As a naturalist he joined Pierre Marie Auguste Broussonet (1761–1807) and Louis-Augustin Bosc d'Antic (1759–1828) to form the first Linnean society in the world, the Société linnéenne de Paris. His Éléments d'Histoire naturelle (1797) formed part of the curriculum of the École centrale Paris.

At the same time he was known for the many articles he published on Greek vases. In 1806, appeared his Dictionnaire des Beaux-Arts. From 1807 to 1811, appeared the four volumes of his Voyage dans les départemens du Midi de la France, accompanied by an atlas. In 1811 he travelled in Italy and Sicily, and afterwards published designs of the mosaic paving in the cathedrals of Apulia.
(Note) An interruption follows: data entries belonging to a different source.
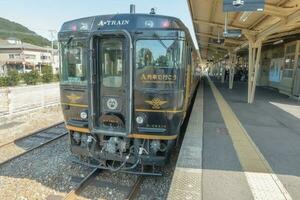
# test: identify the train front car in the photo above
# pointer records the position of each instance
(126, 84)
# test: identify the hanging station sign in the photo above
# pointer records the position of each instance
(243, 5)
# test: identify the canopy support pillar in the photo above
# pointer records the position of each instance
(254, 66)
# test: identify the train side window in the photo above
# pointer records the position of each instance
(112, 62)
(73, 64)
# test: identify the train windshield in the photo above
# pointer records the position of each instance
(73, 62)
(159, 54)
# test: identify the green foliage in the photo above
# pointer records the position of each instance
(55, 77)
(47, 72)
(11, 29)
(13, 78)
(4, 81)
(31, 78)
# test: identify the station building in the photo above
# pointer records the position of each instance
(271, 37)
(25, 57)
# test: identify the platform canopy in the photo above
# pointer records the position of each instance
(280, 18)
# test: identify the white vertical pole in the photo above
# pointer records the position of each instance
(256, 70)
(250, 59)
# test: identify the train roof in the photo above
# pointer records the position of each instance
(123, 21)
(130, 22)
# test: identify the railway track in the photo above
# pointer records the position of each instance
(89, 180)
(23, 145)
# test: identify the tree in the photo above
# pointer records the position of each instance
(47, 72)
(31, 78)
(13, 77)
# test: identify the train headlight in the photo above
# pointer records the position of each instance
(140, 119)
(83, 115)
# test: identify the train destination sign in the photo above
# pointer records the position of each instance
(113, 22)
(243, 5)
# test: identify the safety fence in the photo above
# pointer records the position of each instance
(25, 98)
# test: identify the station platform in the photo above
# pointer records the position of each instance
(235, 150)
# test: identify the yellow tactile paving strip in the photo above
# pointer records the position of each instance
(263, 183)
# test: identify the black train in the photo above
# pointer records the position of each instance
(126, 83)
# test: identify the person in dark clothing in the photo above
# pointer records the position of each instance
(226, 74)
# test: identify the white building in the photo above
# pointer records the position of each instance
(25, 57)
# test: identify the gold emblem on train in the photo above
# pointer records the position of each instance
(73, 97)
(156, 103)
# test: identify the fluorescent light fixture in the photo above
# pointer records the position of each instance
(278, 42)
(245, 16)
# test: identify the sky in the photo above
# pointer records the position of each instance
(45, 15)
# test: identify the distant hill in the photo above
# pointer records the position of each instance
(9, 29)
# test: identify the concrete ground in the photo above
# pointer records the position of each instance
(273, 124)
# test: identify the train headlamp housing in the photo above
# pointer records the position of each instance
(140, 119)
(83, 114)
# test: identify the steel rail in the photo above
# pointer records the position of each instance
(31, 134)
(33, 148)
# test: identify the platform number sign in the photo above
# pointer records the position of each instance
(243, 5)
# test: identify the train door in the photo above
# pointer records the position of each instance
(111, 99)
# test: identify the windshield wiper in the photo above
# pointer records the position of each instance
(69, 40)
(160, 41)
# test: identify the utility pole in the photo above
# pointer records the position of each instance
(52, 35)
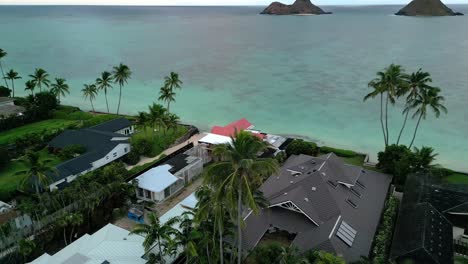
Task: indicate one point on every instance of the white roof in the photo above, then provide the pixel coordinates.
(110, 243)
(157, 179)
(215, 139)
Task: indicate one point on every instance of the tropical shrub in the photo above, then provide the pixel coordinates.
(299, 146)
(383, 239)
(339, 152)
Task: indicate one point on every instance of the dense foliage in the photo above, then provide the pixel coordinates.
(383, 239)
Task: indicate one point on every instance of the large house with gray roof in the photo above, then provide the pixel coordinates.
(324, 204)
(104, 143)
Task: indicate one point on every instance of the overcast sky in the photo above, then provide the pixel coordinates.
(208, 2)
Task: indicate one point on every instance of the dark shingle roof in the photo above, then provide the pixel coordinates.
(311, 184)
(113, 125)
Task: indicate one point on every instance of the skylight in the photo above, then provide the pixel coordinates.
(346, 233)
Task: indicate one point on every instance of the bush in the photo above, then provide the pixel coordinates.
(71, 151)
(383, 238)
(299, 146)
(339, 152)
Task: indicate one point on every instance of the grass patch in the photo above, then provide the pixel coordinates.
(13, 172)
(457, 178)
(160, 139)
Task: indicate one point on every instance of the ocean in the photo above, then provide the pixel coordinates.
(292, 75)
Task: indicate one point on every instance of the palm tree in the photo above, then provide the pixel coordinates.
(30, 86)
(37, 172)
(121, 74)
(155, 232)
(12, 76)
(239, 175)
(427, 98)
(414, 82)
(90, 91)
(3, 54)
(103, 84)
(166, 94)
(40, 78)
(172, 81)
(157, 113)
(60, 87)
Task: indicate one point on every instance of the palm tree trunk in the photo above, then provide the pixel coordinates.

Millin de Grandmaison was the director of the Magasin encyclopédique and participated in other scientific reviews and belonged to numerous scientific societies. He translated numerous accounts of voyages, edited two dissertations of Carl von Linné for the Société philomathique de Paris and one by Johan Christian Fabricius (1745–1808). He carried on an important correspondence with the German archaeologist Karl August Böttiger.

In 1817, he was a founder of the Annales encyclopédiques.

Millin de Grandmaison was born and died in Paris.